USD/CAD Long-Term Analysis: Ranging
USD/CAD pair has fallen above the moving averages after retesting the overhead resistance at level 1.2850. When the currency price falls above the moving averages, buyers will recoup to resume upward. At other times, the currency pair will plunge to 1.2340 low after a strong rejection at the overhead resistance. Today, the market is rising to retest the overhead resistance.

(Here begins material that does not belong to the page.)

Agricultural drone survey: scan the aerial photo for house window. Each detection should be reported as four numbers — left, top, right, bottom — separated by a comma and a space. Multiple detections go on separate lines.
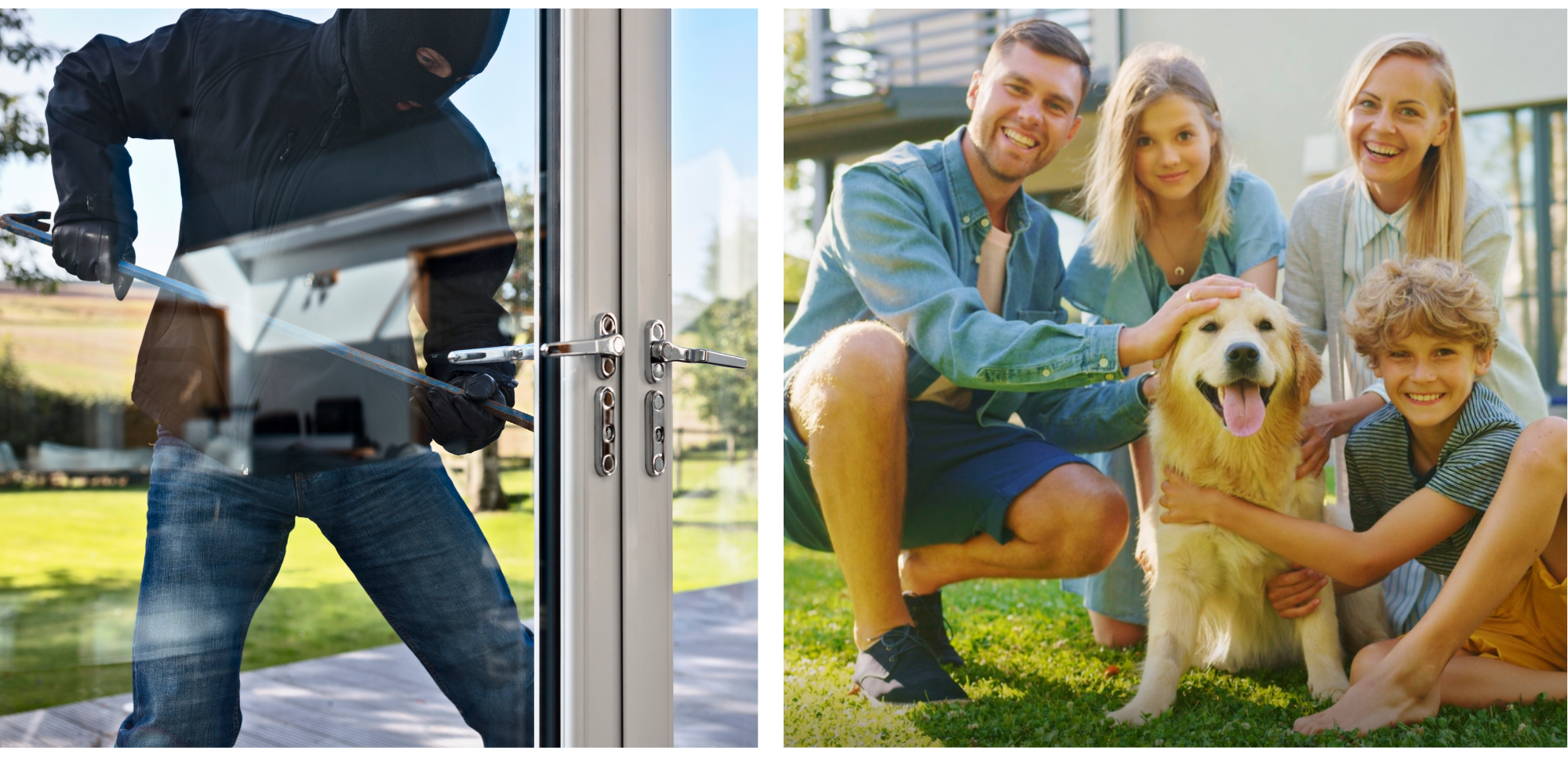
1463, 102, 1568, 407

USD/CAD Indicator Analysis
USD/CAD is at level 58 of the Relative Strength Index for period 14. It indicates that the pair is in the uptrend zone and capable of a further upward move. The 21-day SMA and 50-day SMA are sloping upward indicating the uptrend. USD/CAD is below the 20% range of the daily stochastic. The pair has fallen to the oversold region of the market. Buyers are likely to emerge in the oversold region of the market.
Technical indicators:
Major Resistance Levels – 1.3300, 1.3400, 1.3500
Major Support Levels – 1.2300, 1.2200, 1.2100
What Is the Next Direction for USD/CAD?
On the 4 Hour Chart, USD/CAD is an uptrend. Buyers have not been able to breach the overhead resistance at level 1.2850. In the second uptrend, buyers kept the price above the overhead resistance but were repelled at level 1.2900. Meanwhile, on December 15 uptrend; a retraced candle body tested the 50% Fibonacci retracement level. The retracement indicates that USD/CAD will rise to level 2.0 Fibonacci extension or level 1.3259.